Research Methodology:
For the anomaly detection methods, grid search was used to explored both the rolling window size (3 or 7 days) and the method-specific parameter (k for IQR/MAD or z for Z-Score) to determine the combination that maximized detection performance. Metrics were computed using a rolling window, allowing the model to capture short-term dynamic. To robustly evaluate performance, we employed a 5-elbow test-train split, randomly dividing the dataset of 33 stablecoins 5 times: each split trained on 11 datasets and tested on the remaining 22. The same procedure was applied to Random Forest, where the number of trees and maximum depth were tuned within each rolling window and evaluated across all splits, allowing comparison between anomaly detection methods and machine learning-based approaches under consistent test conditions.
Results:
De-pegging events are categorized as Type 1, representing mild deviations from the peg (≥1% but <20% from $1), and Type 2, representing severe deviations (≥20% from $1). Among the three anomaly detection methods, the Z-Score approach achieved the highest accuracy for both Type 1 and Type 2 de-pegs, with 0.758 and 0.924, respectively. The Interquartile Range (IQR) method performed slightly lower, with 0.736 for Type 1 and 0.894 for Type 2, while the Median Absolute Deviation (MAD) method reached 0.650 for Type 1 and 0.911 for Type 2. The Random Forest classifier achieved 0.598 accuracy for Type 1 de-pegs and 0.854 for Type 2.
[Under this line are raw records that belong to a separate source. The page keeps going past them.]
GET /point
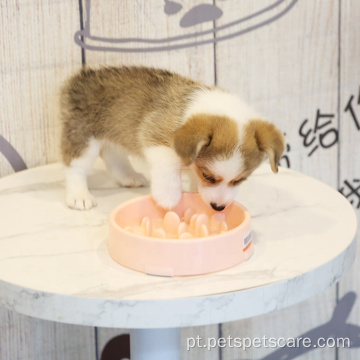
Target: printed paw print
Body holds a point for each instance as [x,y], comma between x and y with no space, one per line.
[196,15]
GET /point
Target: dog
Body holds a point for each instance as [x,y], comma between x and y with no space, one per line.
[168,120]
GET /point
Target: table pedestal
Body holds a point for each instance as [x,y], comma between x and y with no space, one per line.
[155,344]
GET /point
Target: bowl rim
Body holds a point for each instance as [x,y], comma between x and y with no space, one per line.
[116,226]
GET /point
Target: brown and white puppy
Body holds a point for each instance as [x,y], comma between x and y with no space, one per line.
[168,120]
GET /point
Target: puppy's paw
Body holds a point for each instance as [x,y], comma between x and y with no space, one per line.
[80,202]
[132,180]
[167,197]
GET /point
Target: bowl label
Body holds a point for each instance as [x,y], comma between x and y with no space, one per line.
[247,240]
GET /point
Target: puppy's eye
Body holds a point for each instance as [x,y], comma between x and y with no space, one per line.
[209,178]
[237,182]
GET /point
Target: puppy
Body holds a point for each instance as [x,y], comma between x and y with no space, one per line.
[168,120]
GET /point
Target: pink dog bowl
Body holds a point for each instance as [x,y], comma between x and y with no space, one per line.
[178,257]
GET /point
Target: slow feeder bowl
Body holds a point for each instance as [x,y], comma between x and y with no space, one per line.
[178,257]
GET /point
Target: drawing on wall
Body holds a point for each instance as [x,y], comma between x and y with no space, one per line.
[336,328]
[350,108]
[313,138]
[11,155]
[351,190]
[188,18]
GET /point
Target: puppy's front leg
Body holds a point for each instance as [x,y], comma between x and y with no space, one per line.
[165,175]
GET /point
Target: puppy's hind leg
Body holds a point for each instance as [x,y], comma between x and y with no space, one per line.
[77,193]
[119,167]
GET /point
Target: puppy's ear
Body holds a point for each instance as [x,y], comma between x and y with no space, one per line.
[270,140]
[191,137]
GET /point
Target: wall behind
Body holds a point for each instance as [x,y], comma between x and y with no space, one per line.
[296,61]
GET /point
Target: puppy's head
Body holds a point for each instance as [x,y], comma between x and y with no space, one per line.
[223,154]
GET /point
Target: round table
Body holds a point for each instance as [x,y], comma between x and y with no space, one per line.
[54,262]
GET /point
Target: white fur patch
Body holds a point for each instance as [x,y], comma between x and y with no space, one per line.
[228,169]
[222,194]
[77,194]
[165,175]
[218,102]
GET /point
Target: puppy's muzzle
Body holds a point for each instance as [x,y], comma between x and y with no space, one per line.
[217,207]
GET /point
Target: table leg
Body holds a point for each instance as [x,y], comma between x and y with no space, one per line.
[155,344]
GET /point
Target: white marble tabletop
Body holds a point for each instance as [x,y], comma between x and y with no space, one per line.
[54,262]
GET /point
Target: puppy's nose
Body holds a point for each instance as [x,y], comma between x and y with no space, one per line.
[217,207]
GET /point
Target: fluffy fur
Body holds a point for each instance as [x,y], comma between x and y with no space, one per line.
[168,120]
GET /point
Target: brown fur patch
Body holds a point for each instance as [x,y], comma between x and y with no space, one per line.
[205,137]
[262,139]
[124,105]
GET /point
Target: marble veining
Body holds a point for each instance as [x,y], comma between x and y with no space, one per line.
[54,262]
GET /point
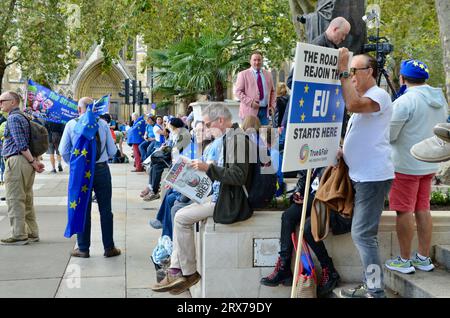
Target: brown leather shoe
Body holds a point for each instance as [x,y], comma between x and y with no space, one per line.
[78,253]
[112,252]
[190,281]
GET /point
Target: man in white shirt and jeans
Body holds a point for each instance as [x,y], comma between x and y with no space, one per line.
[367,152]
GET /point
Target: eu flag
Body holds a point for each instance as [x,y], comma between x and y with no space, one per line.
[136,133]
[81,177]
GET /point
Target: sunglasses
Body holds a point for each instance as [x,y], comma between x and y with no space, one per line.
[353,70]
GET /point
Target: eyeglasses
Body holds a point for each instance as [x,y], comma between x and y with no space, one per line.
[4,100]
[354,69]
[208,124]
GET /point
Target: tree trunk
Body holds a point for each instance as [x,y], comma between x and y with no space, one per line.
[443,12]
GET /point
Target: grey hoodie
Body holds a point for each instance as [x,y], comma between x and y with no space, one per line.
[415,113]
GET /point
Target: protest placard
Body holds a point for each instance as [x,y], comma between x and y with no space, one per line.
[194,184]
[316,109]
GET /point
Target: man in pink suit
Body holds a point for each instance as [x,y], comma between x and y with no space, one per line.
[255,90]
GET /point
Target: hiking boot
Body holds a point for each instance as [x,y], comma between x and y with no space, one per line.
[111,252]
[151,196]
[191,280]
[399,265]
[14,241]
[328,281]
[361,291]
[78,253]
[432,149]
[33,238]
[281,274]
[442,131]
[170,282]
[155,223]
[424,265]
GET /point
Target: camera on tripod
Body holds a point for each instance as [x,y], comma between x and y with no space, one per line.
[381,45]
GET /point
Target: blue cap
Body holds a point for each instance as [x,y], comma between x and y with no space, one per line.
[414,69]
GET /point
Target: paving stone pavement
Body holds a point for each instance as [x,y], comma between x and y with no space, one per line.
[46,270]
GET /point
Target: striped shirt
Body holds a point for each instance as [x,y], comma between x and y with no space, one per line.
[17,134]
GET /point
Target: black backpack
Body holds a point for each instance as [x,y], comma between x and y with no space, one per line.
[264,182]
[38,138]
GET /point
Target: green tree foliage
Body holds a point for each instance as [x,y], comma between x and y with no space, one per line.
[33,33]
[413,29]
[201,65]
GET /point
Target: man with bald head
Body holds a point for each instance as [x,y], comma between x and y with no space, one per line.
[367,153]
[19,174]
[101,184]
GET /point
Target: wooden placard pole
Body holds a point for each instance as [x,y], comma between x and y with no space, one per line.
[300,232]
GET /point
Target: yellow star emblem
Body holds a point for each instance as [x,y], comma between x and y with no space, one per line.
[301,102]
[303,117]
[73,205]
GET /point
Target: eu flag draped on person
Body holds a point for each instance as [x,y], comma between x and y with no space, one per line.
[81,177]
[136,133]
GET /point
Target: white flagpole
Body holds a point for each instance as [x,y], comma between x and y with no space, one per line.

Accuracy for each de-peg type is calculated as the proportion of correctly identified events out of all events of that type in the test set. Specifically, Type 1 accuracy is the number of mild de-pegs correctly predicted divided by the total number of mild deviations (≥1% but <20% from $1), and Type 2 accuracy is the number of severe de-pegs correctly predicted divided by the total number of severe deviations (≥20% from $1).
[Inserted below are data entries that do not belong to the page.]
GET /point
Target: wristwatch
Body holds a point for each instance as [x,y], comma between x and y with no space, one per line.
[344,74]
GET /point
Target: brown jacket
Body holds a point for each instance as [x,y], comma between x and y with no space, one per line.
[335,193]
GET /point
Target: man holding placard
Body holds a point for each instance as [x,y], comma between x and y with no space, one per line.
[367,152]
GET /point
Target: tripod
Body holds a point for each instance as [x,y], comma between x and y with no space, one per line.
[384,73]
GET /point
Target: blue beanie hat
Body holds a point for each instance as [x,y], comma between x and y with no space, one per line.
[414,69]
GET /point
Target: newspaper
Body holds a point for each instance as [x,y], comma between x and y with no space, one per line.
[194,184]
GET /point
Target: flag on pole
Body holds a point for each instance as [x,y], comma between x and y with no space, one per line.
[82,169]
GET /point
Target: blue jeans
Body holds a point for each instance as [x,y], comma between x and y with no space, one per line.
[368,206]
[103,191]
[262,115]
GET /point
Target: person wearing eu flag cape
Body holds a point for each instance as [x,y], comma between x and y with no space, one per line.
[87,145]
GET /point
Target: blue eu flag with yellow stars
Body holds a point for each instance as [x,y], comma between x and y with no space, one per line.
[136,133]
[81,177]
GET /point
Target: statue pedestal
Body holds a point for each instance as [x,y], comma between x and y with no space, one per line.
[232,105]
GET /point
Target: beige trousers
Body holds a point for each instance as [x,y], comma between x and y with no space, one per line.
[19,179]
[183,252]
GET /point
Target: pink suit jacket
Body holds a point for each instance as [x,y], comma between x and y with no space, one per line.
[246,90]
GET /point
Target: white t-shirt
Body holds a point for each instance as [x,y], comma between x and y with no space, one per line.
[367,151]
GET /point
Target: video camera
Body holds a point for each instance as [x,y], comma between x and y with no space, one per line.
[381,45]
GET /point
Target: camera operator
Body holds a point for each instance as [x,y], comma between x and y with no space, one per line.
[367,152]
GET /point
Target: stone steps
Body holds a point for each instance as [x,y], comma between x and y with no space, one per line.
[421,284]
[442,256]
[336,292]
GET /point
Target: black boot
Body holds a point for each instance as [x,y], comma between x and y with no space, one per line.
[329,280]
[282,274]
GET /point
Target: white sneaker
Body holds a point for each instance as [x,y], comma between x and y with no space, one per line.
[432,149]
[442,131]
Conclusions and Future Work:
Overall, the results indicate that extreme de-pegs are consistently easier to detect than mild deviations across all methods, reflecting the stronger signal associated with pronounced market disruptions. Future research could benefit from incorporating a Markovian approach to better capture the sequential dynamics of stablecoin de-pegs, modeling transitions between states such as Type 1 and Type 2 de-pegs. Care must be taken to avoid the curse of dimensionality, as the number of states and parameters could grow quickly with more detailed market features. Additionally, evaluating this framework on higher-frequency data, such as hourly price and market signals, could provide more timely detection and improve predictive performance, should such data become available. Extending the methodology in these directions would enhance both the granularity and robustness of this framework.